Called in to see Lee Ellen at Charisma [1].
She was going to a party at Stringfellows [2] to celebrate the launch of Music Box [3] and invited me along.
Can't say I was particularly impressed by the venue or the crowd and, alarmed by the bar prices, felt every inch the society boy on social security ... [4]
Dave Vanian and Rat Scabies from the Damned were there; as was Feargal Sharkey and Midge Ure. Couldn't decide if I was in pop star heaven or pop star hell and wasn't sure they'd know either.
Was more impressed by the Amazonian-like cocktail waitresses; tall, leggy blondes wearing tutus and skimpy leotards. At some point, one of them squeezed the square-padded shoulders of my jacket and said: 'Are they real?'
I suppose she was just trying to be funny, but it seemed a bit cheeky at the time and I couldn't help thinking that one might squeeze her breasts and ask the same.
Before leaving, I made small talk with the photographer Neil Matthews and the video director Tim Pope. I like the former: not sure about the latter; friendly, but don't really know him.
Also stopped to say hello to Bev Hillier, the features assistant at Just Seventeen, who I have always had something of a crush on.
She looked sexy dressed in a stripy sailor outfit, but told me she hoped one day to meet a rich man who would take her away from everything, as she didn't want to still be on the party circuit and working all hours for a magazine when aged forty.

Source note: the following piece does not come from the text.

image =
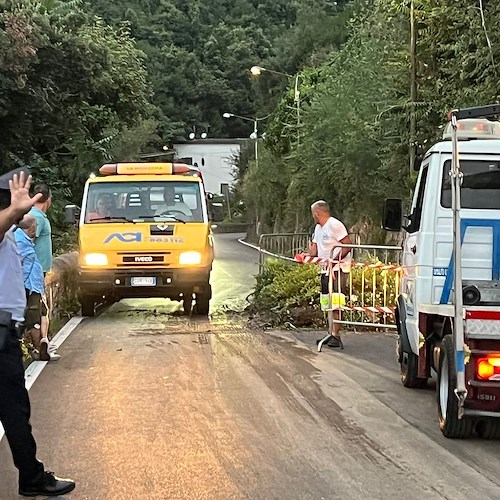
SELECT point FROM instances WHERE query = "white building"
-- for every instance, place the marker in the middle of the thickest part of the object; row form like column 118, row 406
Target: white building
column 214, row 157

Made me wonder on the way home if anyone is ever really happy with their job (with their life)?
Notes
[1] Lee Ellen Newman was the Press Officer at Charisma Records, a label founded in 1969 by Tony Stratton Smith and home to a few old hippies, such as Genesis, but also the label to which Malcolm McLaren was signed.
[2] Music Box was a pioneering pan-European 24-hour cable and satellite television channel operated by Thorn EMI and Virgin Vision. It broadcast from 29 March 1984 to 30 January 1987, before the world decided that what it really wanted to watch was MTV.
[3] Stringfellows was a London nightclub opened by Peter Stringfellow in 1980. A venue at which the rich and famous loved to party throughout the 1980s and early-1990s.